その前に腹ごしらえ。北8東7の交差点角にあるフレッシュネスバーガーに入ることにする。マクドは好きではないが、丁寧な仕事に好感がもてるのでフレッシュネスは最近のお気に入りなのだ。その前に隣にあるブックオフに入った。新古書店の存在に疑問はあるが、便利であることに変わりはない。入店すると店員が一斉に「いらっしゃいませ!!」と言うのは勘弁してもらいたいが。本を物色するが買って帰りたいと思うようなものは特になし。第2次世界大戦中のドイツ空軍機に関する本やラテン語の本はちと興味をそそられたが、荷物になりそうなのでやめてしまった。

チリドックとホットレモネードで少し遅い昼。荷物を降ろしてようやくくつろぐ。何度見ても雪がやむ気配はない。うんざりしてくる。疲れが取れたところでサッポロファクトリーを目指す。行く途中に旧永山武四郎邸があったが月曜日なのでやはり休館。残念。

マイセン美術館はサッポロファクトリーの二条館の中にあった。札幌に来て以来美術館巡りをしていなかったので、月曜日に行ける所があるというのは嬉しい。マイセンというとドイツの高級磁器メーカー。イヤープレートや花柄の食器などが有名だ。美術館でどんなものを展示しているか行ってみると、食器だけではなく一品物のまさに芸術と呼ぶにふさわしい壁飾りや皿などがあった。雪のせいもあってか観覧者は私しか居らず貸しきり状態なのが妙に嬉しい。じっくりと全ての品々を見ることが出来た。カフェではマイセンの食器を使っていると聞き、招待券があると飲食が割引になるというので入ってみた。

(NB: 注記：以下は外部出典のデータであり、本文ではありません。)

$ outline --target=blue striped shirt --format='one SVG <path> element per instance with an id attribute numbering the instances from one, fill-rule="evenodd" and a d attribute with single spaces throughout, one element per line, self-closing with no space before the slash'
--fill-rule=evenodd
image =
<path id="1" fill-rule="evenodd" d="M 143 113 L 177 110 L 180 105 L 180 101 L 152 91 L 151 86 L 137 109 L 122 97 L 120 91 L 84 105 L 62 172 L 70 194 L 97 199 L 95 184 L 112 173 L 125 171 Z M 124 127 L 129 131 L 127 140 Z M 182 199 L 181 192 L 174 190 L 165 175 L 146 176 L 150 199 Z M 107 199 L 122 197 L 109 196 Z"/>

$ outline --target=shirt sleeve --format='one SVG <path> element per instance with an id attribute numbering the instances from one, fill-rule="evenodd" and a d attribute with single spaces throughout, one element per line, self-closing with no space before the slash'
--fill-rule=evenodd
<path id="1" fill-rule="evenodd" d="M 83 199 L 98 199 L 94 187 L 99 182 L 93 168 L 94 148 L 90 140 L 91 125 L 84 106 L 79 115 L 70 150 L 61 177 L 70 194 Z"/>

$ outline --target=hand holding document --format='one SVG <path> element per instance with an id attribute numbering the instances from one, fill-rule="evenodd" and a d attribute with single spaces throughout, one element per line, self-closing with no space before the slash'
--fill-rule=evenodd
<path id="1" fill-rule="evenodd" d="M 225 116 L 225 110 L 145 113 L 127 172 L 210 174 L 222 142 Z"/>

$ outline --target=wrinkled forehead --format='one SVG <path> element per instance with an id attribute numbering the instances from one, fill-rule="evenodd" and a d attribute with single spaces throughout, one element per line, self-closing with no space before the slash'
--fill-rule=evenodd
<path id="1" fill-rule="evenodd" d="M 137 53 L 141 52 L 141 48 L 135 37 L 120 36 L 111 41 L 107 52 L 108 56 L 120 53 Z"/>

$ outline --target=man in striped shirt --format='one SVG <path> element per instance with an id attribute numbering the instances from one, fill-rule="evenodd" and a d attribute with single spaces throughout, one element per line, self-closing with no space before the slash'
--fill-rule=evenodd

カフェの中にもさりげなく展示品があったりして、入らない人は実は損しているのかもしれない。

8. 白い闇を抜けて

札幌駅に行くと改札付近に人波が出来ている。電車が雪のせいで出発が20分近く遅れていたからだ。雪はますます強くなっている。とりあえず電車に乗ると一縷の望みを託して空港へ。電車の中は物凄い混雑だ。

空港では搭乗手続き一時中止のサインが出ている。自分が乗る予定の便も駄目だ。しかし、欠航とは出ていない。土産を買って待つことにした。外を見ると相変わらずの雪。館内放送がしきりとかかる。搭乗口に人が溢れ始める。搭乗時間1時間前になった。そして、欠航のアナウンスが…。

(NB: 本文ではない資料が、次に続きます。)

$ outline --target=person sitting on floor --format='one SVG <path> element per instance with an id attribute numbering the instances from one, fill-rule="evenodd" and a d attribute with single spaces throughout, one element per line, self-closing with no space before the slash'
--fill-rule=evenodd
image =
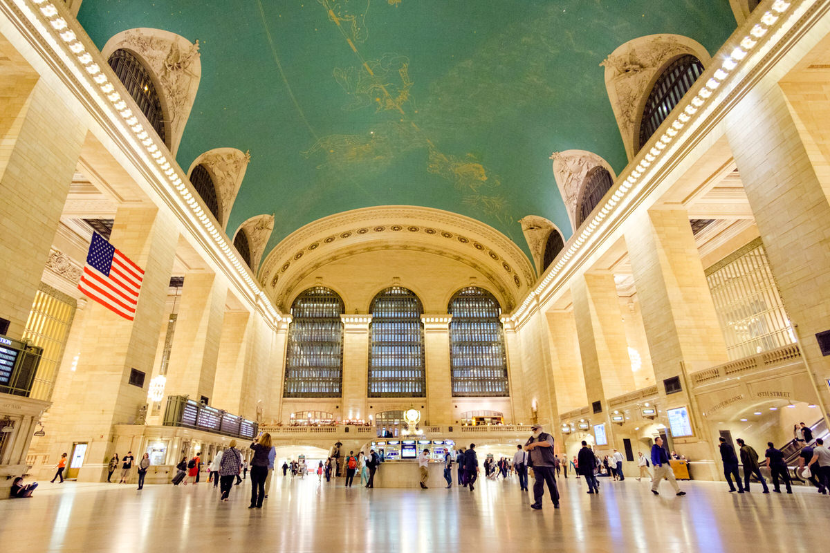
<path id="1" fill-rule="evenodd" d="M 12 483 L 12 497 L 31 497 L 32 492 L 35 491 L 37 488 L 37 483 L 33 482 L 31 484 L 24 484 L 23 478 L 18 476 L 14 479 Z"/>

今度は空港のカウンターでも慌てている。携帯電話の番号を教えて明日の何便になるかの返事を待った。こない。ただ待っていても仕方ない。明日の仕事を休まなければならないので関係各所にすぐさま電話をかける。そうだ、今日の宿を確保しなければ。慌てて電話帳をくって予約を取ろうとしたが何処も満室。最悪の場合のことを考えてクレジットカードが使えるところを中心に選んでいるからか…。

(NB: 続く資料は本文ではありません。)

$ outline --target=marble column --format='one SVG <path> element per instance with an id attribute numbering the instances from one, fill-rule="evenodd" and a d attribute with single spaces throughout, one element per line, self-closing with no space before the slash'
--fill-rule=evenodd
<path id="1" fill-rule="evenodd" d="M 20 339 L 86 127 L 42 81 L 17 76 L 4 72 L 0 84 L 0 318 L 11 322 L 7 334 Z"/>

諦めて札幌市内に戻ることにした。だが、今度は電車が新札幌から先に進まない。どうりで新札幌で降りた人たちが多かったはずだ。今更判っても後の祭り。暫らく待ってどうにか札幌駅まで戻ってきた。すすきのにはサウナがあったはずと思い(すすきのを毎日うろうろした甲斐があるというものだ(爆))、すすきの駅に向かった。